228. DERS (Mü'minun Suresi, 78 - 98) Şeytanın Hemezatı

78- وَهُوَ الَّذِي أَنشَأَ لَكُمُ السَّمْعَ وَالْأَبْصَارَ وَالْأَفْئِدَةَ “O ki, sizin için kulak, gözler ve gönüller yarattı.”Kulak ve gözlerin verilmesi, ortaya konulan ayetleri hissetmeniz içindir.

Kalpler verilmesi ise, bunlar üzerinde düşünmeniz, bunlardan yola çıkarak dinî ve dünyevî menfaatlere istidlalde bulunmanız içindir.

قَلِيلًا مَّا تَشْكُرُونَ “Ne de az şükrediyorsunuz!”Çünkü bunların şükründe temel esas, yaratılış gayesine uygun kullanılmalarıdır ve bunları veren Zâtı da, Ona hiçbir şerik kılmadan tanımaktır.

 

79- وَهُوَ الَّذِي ذَرَأَكُمْ فِي الْأَرْضِ “O ki, yeryüzünde sizi yaratıp çoğalttı.”

O Allah, yeryüzünde sizi yarattı, tenasül yoluyla yerin her tarafına sizi yaydı.

وَإِلَيْهِ تُحْشَرُونَ “Ve siz O’nun huzuruna sevk edileceksiniz.”

Böyle her tarafa dağılmanızdan sonra, kıyamet günü O’nun huzurunda bir araya getirileceksiniz.

 

 80- وَهُوَ الَّذِي يُحْيِي وَيُمِيتُ “O ki hayatı verir ve öldürür.”

وَلَهُ اخْتِلَافُ اللَّيْلِ وَالنَّهَارِ “Gece ve gündüzün birbirini takibi O’na aittir.”

Gece ve gündüzün birbirini takip etmesi O’nun tasarrufudur, başkası buna güç yetiremez.

Ayet, bunu güneşe verenlere bir reddir.

Gece ve gündüzün ihtilafından murat, peşpeşe gelmeleri olduğu gibi, birbirinden farklı olmaları, biri kısalırken diğerinin uzaması da olabilir.

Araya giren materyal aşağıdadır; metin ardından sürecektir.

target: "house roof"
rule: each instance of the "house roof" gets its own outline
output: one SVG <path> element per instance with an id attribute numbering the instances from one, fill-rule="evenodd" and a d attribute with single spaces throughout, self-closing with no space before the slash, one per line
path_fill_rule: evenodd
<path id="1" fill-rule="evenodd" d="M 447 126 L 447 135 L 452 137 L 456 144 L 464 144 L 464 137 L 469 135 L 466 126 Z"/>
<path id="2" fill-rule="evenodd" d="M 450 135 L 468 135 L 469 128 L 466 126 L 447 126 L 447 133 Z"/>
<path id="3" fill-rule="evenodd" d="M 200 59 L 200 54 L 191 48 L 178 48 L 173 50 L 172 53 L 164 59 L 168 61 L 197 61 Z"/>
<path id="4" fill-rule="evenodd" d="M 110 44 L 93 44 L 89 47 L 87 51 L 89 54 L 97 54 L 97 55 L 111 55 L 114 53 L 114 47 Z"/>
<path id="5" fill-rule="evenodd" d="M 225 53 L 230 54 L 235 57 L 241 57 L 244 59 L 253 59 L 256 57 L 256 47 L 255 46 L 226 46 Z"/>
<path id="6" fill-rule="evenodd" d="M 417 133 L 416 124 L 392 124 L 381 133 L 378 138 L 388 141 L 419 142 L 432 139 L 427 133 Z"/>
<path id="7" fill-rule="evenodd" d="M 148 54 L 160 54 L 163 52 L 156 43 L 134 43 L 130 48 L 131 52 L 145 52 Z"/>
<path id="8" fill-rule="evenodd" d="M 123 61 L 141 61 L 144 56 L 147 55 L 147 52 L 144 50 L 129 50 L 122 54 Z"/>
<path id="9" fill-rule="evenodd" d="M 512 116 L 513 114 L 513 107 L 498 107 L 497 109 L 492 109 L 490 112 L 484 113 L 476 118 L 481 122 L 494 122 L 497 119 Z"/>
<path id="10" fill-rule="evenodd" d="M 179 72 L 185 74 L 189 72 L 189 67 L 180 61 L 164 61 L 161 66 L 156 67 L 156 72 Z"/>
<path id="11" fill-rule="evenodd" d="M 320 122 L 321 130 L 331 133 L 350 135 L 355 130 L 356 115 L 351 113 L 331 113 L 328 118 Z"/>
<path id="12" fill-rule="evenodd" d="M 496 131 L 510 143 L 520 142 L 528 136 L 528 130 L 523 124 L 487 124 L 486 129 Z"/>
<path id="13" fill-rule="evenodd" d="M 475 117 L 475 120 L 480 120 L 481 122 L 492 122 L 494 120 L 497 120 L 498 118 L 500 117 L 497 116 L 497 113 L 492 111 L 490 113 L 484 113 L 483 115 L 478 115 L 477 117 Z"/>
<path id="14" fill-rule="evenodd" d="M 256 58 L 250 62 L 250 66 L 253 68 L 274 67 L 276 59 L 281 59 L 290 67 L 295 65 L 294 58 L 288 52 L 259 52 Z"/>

أَفَلَا تَعْقِلُونَ “Hâlâ aklınızı kullanmaz mısınız?”

Tefekkürle ve teemmülle bunları akletmiyor musunuz?

Ta ki,

-Bunların hepsinin bizden olduğunu,

-Kudretimizin bütün mümkinatı içine aldığını,

-Öldükten sonra sizi diriltmek de imkân dâhilinde olup tahakkuk edeceğini anlayasınız.

 

81- بَلْ قَالُوا مِثْلَ مَا قَالَ الْأَوَّلُونَ “Hayır, onlar öncekilerin söylediklerinin benzerini söylediler.”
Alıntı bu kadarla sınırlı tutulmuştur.